O ministro Marco Aurélio é o presidente da Comissão de Regimento Interno. Ele irá analisar a questão juntamente com os ministros Cármen Lúcia e Cezar Peluso, também da comissão. O parecer será encaminhado ao presidente do STF, ministro Gilmar Mendes. Marco Aurélio disse estar “perplexo com o fato de a proposta ter sido subscrita por sete ministros”. “Não se trata de uma audiência jurisdicional, em que é necessária a presença de ambas as partes, mediante intimação. Se o advogado de um dos lados não estiver credenciado em Brasília, já não poderemos receber”, explica. “Não compele a um ministro proceder assim”. Segundo Marco Aurélio, porém, a regra não deve ser taxativa. Caberá a cada ministro decidir como proceder. “Eu continuarei recebendo os advogados”, garantiu ele à revista Consultor Jurídico.
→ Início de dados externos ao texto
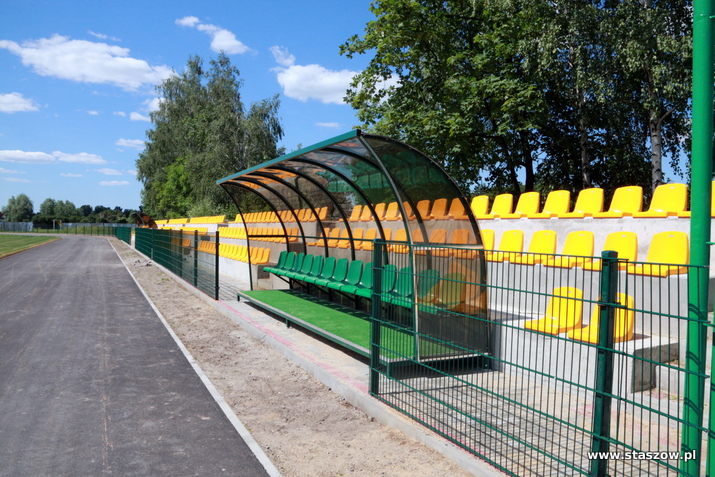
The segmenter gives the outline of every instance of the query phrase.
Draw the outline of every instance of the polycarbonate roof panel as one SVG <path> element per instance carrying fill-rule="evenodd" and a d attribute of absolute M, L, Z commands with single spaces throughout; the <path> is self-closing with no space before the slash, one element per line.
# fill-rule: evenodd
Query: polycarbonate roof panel
<path fill-rule="evenodd" d="M 328 226 L 340 221 L 352 230 L 355 226 L 346 218 L 354 216 L 362 222 L 372 221 L 383 235 L 379 217 L 392 204 L 393 211 L 398 209 L 399 223 L 409 231 L 410 242 L 417 231 L 421 241 L 429 241 L 434 230 L 446 228 L 449 236 L 454 230 L 466 228 L 471 231 L 470 243 L 481 244 L 467 198 L 437 163 L 407 144 L 359 130 L 286 154 L 217 183 L 231 194 L 239 210 L 238 196 L 254 192 L 265 202 L 269 202 L 270 196 L 270 208 L 277 212 L 286 208 L 312 209 L 317 216 L 321 208 L 327 208 Z M 261 193 L 262 189 L 271 193 Z M 447 204 L 440 212 L 446 214 L 455 201 L 464 209 L 459 222 L 423 216 L 429 215 L 433 205 L 437 210 Z M 395 222 L 390 226 L 395 229 Z"/>

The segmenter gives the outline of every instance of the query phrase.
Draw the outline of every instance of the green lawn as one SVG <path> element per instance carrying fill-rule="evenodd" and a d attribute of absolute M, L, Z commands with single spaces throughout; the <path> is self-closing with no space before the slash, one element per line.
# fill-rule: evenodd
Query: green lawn
<path fill-rule="evenodd" d="M 0 258 L 22 252 L 45 242 L 59 240 L 58 237 L 37 237 L 34 235 L 0 234 Z"/>
<path fill-rule="evenodd" d="M 340 343 L 343 346 L 369 356 L 370 321 L 366 313 L 290 290 L 247 290 L 242 293 L 249 299 L 269 305 L 282 314 L 302 321 L 319 334 L 328 333 L 337 337 L 343 341 Z M 381 330 L 383 358 L 399 361 L 416 356 L 415 336 L 412 332 L 387 325 L 383 325 Z M 423 340 L 421 346 L 422 353 L 427 355 L 454 354 L 454 348 L 446 343 Z"/>

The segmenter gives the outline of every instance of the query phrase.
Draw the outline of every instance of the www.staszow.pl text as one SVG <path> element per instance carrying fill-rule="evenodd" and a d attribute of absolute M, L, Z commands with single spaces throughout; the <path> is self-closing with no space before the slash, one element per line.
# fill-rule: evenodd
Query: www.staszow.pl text
<path fill-rule="evenodd" d="M 589 460 L 684 460 L 695 459 L 695 451 L 690 452 L 589 452 Z"/>

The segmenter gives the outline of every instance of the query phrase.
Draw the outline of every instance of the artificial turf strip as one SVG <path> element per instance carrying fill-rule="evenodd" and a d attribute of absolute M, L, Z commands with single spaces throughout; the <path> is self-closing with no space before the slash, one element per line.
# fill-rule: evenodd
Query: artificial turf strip
<path fill-rule="evenodd" d="M 369 316 L 363 312 L 292 290 L 246 290 L 242 293 L 364 348 L 368 352 L 370 350 Z M 412 358 L 415 355 L 412 334 L 383 326 L 381 341 L 384 347 L 397 353 L 383 352 L 383 357 L 386 359 Z"/>

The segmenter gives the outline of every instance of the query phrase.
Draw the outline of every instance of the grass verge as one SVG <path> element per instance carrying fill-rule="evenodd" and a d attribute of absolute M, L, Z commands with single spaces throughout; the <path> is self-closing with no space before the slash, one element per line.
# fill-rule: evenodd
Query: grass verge
<path fill-rule="evenodd" d="M 37 247 L 46 242 L 59 240 L 59 237 L 37 237 L 34 235 L 0 234 L 0 258 L 13 255 L 28 248 Z"/>

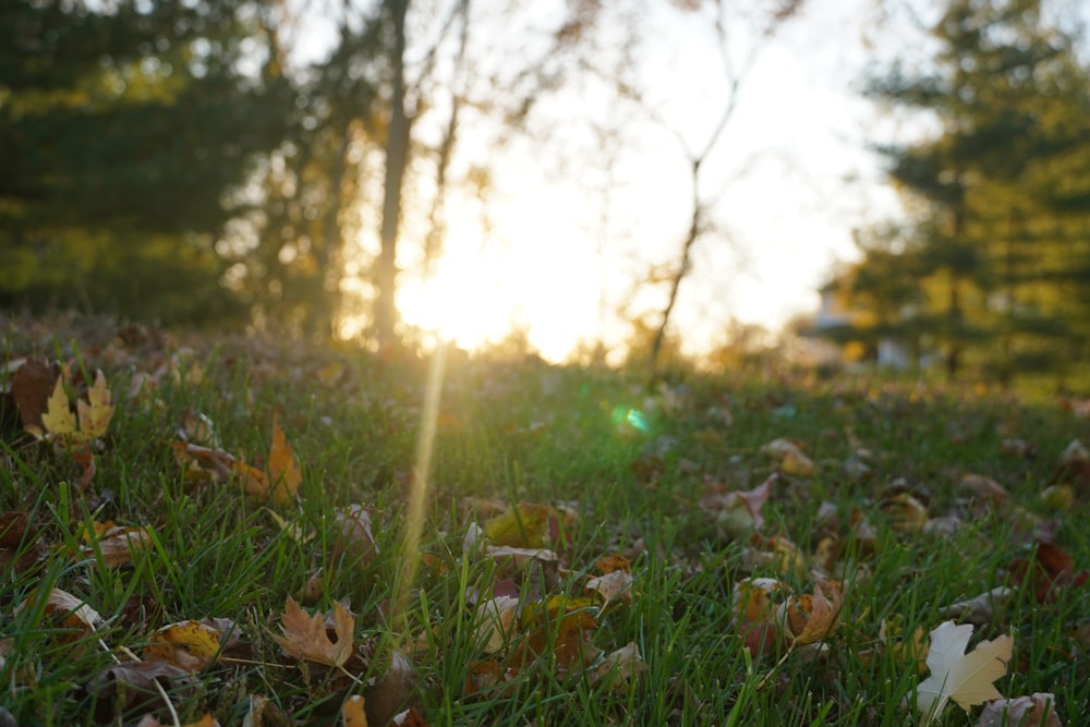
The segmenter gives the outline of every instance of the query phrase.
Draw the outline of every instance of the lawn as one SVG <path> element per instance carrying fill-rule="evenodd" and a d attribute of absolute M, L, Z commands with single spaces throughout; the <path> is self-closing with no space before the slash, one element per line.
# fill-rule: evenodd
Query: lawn
<path fill-rule="evenodd" d="M 0 356 L 4 727 L 1090 715 L 1085 401 L 87 318 Z"/>

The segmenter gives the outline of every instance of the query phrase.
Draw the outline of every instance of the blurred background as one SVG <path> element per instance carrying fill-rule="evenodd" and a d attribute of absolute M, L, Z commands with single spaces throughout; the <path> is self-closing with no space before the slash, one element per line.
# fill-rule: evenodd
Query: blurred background
<path fill-rule="evenodd" d="M 7 0 L 0 308 L 1063 383 L 1079 0 Z"/>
A advocacia já se mostrou apreensiva. Para o secretário-geral da Ordem dos Advogados do Brasil, Alberto Zacharias Toron, a regra pode favorecer quem aposta na falta de informações para conseguir vitórias no STF. "Se uma parte não quiser que a situação seja esclarecida, basta não comparecer à reunião com o ministro, para que a outra parte também não seja recebida”, disse ele à revista Consultor Jurídico.
Segundo Toron, mesmo que as questões estejam escritas nas petições, há casos que precisam ser debatido oralmente. “Ninguém vai ao gabinete para inovar, mas apenas para esclarecer pontos complexos. E ninguém faz isso por prazer, mas por necessidade”, diz.
A prática dos advogados de visitar os julgadores em seus gabinetes para esclarecer dúvidas sobre os processos é comum. “No Supremo, todos os ministros me recebem normalmente, com exceção do ministro Joaquim Barbosa”, conta Toron. A atitude de Barbosa já é famosa — e bastante questionada — entre os advogados. Para Toron, os ministros podem querer racionalizar o tempo, mas a atitude deveria ser outra. “Não estão impedindo a visita, mas dificultando-a”, explica.
O receio dos advogados é que a medida seja adotada pelas instâncias inferiores da Justiça. Na primeira instância e em alguns gabinetes de Tribunais de Justiça, a reclamação de advogados tem se tornado cada vez mais comum. O presidente da Comissão de Regimento Interno sinaliza que a primeira e segunda instâncias podem agir da mesma forma. “O Supremo já é observado por todos os tribunais, por ter a última palavra em tudo, ainda mais quando as medidas privilegiam o que é mais cômodo”, diz.
Na opinião do presidente da OAB do Rio de Janeiro, Wadih Damous, a proposta “fere de morte o Estatuto da Advocacia” por criar dificuldade de acesso aos ministros. “É uma atitude de desrespeito à advocacia, e lamentável”, disse ele. O que surpreende, segundo o presidente da seccional, é o fato de essa atitude vir justo do STF, onde muitos dos ministros são considerados acessíveis.
“Sempre houve o sentimento de que era mais fácil ser recebido por um ministro do Supremo do que por um juiz de primeira instância. E se essa regra for aprovada vai acontecer o mesmo que ocorre hoje na primeira instância. A diferença é que, no Supremo, o ato vai ser normatizado, enquanto que, na primeira instância, é uma prática antiga”, analisa. Wadih Damous disse que estará em Brasília, nesta segunda-feira (9/2), e conversará pessoalmente com o presidente da OAB nacional, Cezar Britto, sobre o assunto.
Velho precedente
A imposição de regras para se receber advogados já foi motivo de muita polêmica no Superior Tribunal de Justiça. Em 2007, a ministra Nancy Andrighi editou uma resolução chamada de Ordem Interna 1, que disciplinava o procedimento a ser cumprido pelos advogados que queriam uma audiência para tratar de processos. De acordo com a regra, o advogado deveria ir ao gabinete da ministra e protocolar um pedido de audiência. Se fosse aceito, a Secretaria do Gabinete escolheria a data e o horário do encontro, que seria comunicado aos outros advogados do caso.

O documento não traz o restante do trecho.